Here are the developments:
- At the end of April, the U.S. Supreme Court unilaterally amended Rule 41 of the Federal Rule of Criminal Procedure to allow judges to sign warrants allowing federal authorities to hack into computers outside a judge's jurisdiction as part of a criminal investigation and to use one warrant to search multiple computers anywhere. This massive new surveillance capability will come into effect on December 1, unless Congress takes it up before then and votes it down. At a time when the EU has been pressing the U.S. to limit indiscriminate surveillance of its citizens, the new rule clearly bolsters the arguments of European critics about the unreliability of legal protections in the U.S. and could prove to be the nail in the coffin of any new data transfer agreement.
- On May 19, the Article 31 Committee, comprised of ministerial representatives of each of the EU’s 28 member states, met and failed to reach an agreement on the Privacy Shield. The Committee, whose approval is needed if Privacy Shield is to go forward, concluded that more time was needed to consider the implications of the proposal. A qualified majority, or 16 member states representing at least 65% of the EU’s population, must approve the pact.
- On May 23, an open letter from ministers in 14 member states was released, calling for more flexibility for businesses with respect to data protection. A quick check of the population of the signatory countries - Belgium, Bulgaria, Czech Republic, Denmark, Estonia, Finland, Ireland, Latvia, Luxembourg, Lithuania, Poland, Slovenia, Sweden and the UK – reveals that they comprise only 33% of the EU’s population. Achieving the approval of the Article 31 Committee for Privacy Shield appears most unlikely.

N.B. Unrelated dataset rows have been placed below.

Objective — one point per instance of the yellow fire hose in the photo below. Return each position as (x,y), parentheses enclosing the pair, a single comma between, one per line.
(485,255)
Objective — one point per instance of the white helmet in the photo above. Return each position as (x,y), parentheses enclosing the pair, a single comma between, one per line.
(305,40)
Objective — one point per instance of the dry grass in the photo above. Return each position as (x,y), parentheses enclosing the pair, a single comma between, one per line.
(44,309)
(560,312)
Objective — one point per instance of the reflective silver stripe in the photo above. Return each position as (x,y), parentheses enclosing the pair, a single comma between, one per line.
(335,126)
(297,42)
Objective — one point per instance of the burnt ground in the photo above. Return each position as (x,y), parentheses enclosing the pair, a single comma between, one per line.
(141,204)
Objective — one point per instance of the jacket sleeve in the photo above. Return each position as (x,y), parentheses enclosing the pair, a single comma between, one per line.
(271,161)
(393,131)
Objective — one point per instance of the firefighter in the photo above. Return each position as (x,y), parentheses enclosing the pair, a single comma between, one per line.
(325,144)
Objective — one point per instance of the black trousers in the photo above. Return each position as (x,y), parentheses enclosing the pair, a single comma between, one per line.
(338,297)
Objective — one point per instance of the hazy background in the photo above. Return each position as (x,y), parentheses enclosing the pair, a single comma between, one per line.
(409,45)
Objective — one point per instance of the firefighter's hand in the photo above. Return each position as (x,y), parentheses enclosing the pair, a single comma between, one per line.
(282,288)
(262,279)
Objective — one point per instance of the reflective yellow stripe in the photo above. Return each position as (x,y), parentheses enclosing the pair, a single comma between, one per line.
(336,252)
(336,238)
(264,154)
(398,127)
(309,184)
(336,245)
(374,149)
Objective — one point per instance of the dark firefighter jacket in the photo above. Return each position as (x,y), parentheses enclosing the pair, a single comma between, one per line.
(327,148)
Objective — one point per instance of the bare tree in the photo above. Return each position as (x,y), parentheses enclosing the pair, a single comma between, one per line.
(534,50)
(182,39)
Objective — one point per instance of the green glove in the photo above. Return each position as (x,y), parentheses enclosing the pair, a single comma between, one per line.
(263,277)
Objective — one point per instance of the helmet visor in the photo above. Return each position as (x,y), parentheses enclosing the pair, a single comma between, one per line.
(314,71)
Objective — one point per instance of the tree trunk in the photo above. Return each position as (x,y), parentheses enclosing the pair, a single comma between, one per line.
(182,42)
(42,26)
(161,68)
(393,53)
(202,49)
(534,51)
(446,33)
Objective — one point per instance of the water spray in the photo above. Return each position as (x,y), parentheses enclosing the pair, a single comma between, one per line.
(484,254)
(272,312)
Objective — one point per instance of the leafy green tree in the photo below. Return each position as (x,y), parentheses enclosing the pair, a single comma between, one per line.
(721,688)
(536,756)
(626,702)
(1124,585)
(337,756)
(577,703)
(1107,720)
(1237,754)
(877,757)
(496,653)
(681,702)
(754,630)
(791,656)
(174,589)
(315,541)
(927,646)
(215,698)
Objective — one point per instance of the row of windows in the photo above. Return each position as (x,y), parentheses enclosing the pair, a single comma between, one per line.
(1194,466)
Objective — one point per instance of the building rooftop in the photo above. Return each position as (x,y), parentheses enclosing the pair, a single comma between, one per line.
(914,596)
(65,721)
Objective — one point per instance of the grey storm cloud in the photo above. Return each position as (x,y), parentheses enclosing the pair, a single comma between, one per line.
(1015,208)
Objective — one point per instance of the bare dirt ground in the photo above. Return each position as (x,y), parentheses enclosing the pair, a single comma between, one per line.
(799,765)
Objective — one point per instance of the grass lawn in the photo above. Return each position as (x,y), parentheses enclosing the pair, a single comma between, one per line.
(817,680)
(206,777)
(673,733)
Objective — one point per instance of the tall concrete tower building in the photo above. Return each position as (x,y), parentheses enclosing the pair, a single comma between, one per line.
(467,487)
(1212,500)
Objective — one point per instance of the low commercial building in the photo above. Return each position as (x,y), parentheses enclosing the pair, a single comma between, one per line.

- On May 26, the European Parliament approved a resolution calling for the European Commission to reopen negotiations with the U.S. and to fully implement the recommendations of the Article 29 Working Party. The non-binding act was approved by 77% of the MEPs (501 votes to 119, with 31 abstentions).
- On May 30, Giovanni Buttarelli, Europe’s top data protection advisor, slammed the proposed agreement as being “not robust enough to withstand future legal scrutiny before the Court” and called for significant improvements in it. He also argued that the Privacy Shield would be only a short term solution, since it is not compliant with the General Data Protection Regulation, which will enter into force in May 2018.